Ethereum's cryptocurrency ether rose 35% in March, Kraken said.

Dado Ruvic/Reuters

Ethereum's cryptocurrency ether is at a fork in the road and faces a big test in climbing above $2,700, according to analysts at crypto exchange Kraken.

Kraken analysts, led by Pete Humiston, said in a review of the market on Wednesday that ether had jumped 35% and outperformed bitcoin's 30% gain in March.

Yet they said: "When looking at historical price action, ETH is at a bit of a fork in the road." The world's second-biggest cryptocurrency stood at around $1,990 on Thursday morning.

Kraken said on Wednesday that chart analysis suggested ether's next big level of resistance is around $2,700. If it passes this level, it could break into a higher band where the next resistance level is $5,000, the report suggested.

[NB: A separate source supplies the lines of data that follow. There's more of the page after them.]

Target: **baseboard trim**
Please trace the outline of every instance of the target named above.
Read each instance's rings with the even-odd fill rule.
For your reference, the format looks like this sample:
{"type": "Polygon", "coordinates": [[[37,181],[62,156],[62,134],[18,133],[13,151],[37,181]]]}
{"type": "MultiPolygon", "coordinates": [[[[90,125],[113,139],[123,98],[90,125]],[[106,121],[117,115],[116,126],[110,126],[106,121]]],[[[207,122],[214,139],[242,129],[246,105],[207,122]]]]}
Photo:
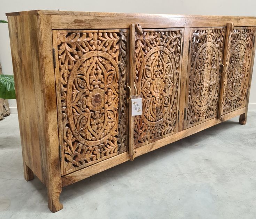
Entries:
{"type": "Polygon", "coordinates": [[[248,110],[256,110],[256,103],[249,103],[248,110]]]}
{"type": "MultiPolygon", "coordinates": [[[[256,103],[249,103],[248,110],[256,110],[256,103]]],[[[10,111],[12,114],[16,114],[18,113],[17,107],[10,107],[10,111]]]]}

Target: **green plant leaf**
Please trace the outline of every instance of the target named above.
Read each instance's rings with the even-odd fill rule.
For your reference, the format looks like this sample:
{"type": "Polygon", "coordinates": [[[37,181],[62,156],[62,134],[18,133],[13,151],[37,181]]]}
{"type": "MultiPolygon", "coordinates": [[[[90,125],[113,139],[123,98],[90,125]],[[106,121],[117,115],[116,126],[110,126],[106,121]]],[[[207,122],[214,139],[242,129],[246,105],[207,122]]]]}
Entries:
{"type": "Polygon", "coordinates": [[[15,99],[14,78],[11,75],[0,75],[0,98],[15,99]]]}

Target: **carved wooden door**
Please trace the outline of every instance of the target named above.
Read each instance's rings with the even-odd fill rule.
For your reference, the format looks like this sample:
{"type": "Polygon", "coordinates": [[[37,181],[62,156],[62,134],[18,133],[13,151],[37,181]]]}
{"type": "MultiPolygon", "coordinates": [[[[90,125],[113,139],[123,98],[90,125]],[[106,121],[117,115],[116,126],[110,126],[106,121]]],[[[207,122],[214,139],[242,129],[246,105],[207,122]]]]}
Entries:
{"type": "Polygon", "coordinates": [[[129,31],[53,33],[65,175],[128,150],[129,31]]]}
{"type": "Polygon", "coordinates": [[[142,112],[132,120],[134,148],[178,131],[183,34],[178,28],[135,32],[133,94],[142,95],[142,112]]]}
{"type": "Polygon", "coordinates": [[[220,116],[246,106],[255,31],[255,27],[228,29],[220,116]]]}
{"type": "Polygon", "coordinates": [[[225,32],[191,29],[184,128],[217,116],[225,32]]]}

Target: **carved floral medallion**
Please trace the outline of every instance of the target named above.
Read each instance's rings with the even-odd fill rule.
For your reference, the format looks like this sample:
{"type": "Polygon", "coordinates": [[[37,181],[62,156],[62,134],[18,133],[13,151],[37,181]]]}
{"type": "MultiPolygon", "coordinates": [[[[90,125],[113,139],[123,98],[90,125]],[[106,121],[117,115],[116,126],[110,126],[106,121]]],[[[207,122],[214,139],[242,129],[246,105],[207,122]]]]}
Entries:
{"type": "Polygon", "coordinates": [[[254,28],[236,28],[229,36],[222,114],[245,106],[254,28]]]}
{"type": "Polygon", "coordinates": [[[225,31],[193,31],[185,128],[217,116],[225,31]]]}
{"type": "Polygon", "coordinates": [[[182,33],[145,30],[135,34],[135,92],[142,96],[142,114],[134,118],[138,147],[177,130],[182,33]]]}

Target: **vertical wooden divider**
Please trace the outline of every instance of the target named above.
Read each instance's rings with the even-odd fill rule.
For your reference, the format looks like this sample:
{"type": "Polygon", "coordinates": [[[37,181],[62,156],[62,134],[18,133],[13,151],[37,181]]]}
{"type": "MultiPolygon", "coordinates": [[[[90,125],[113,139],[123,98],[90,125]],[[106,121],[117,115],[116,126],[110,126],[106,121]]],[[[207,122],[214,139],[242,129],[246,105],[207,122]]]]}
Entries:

Yet the analysts added that there is a danger ether falls below the key support level of around $1,460, in which case it could drop into a lower trading band where the lower support level is $990.

However, cryptocurrencies' wild volatility means movements are hard to predict and makes technical analysis difficult.

Kraken's report also said that the second quarter has historically been a good one for ether, which is yet to see a negative return in the period.

Ether has shot up more than 1,000% over the last year as interest in cryptocurrencies has boomed. It touched an all-time high of around $2,150 earlier in April and has traded around $2,000 over the last week.

Developers on the Ethereum network are set to make major changes to the system in July. The alterations will change how transactions work and start to destroy ether coins, which some analysts have said could lead to the price soaring.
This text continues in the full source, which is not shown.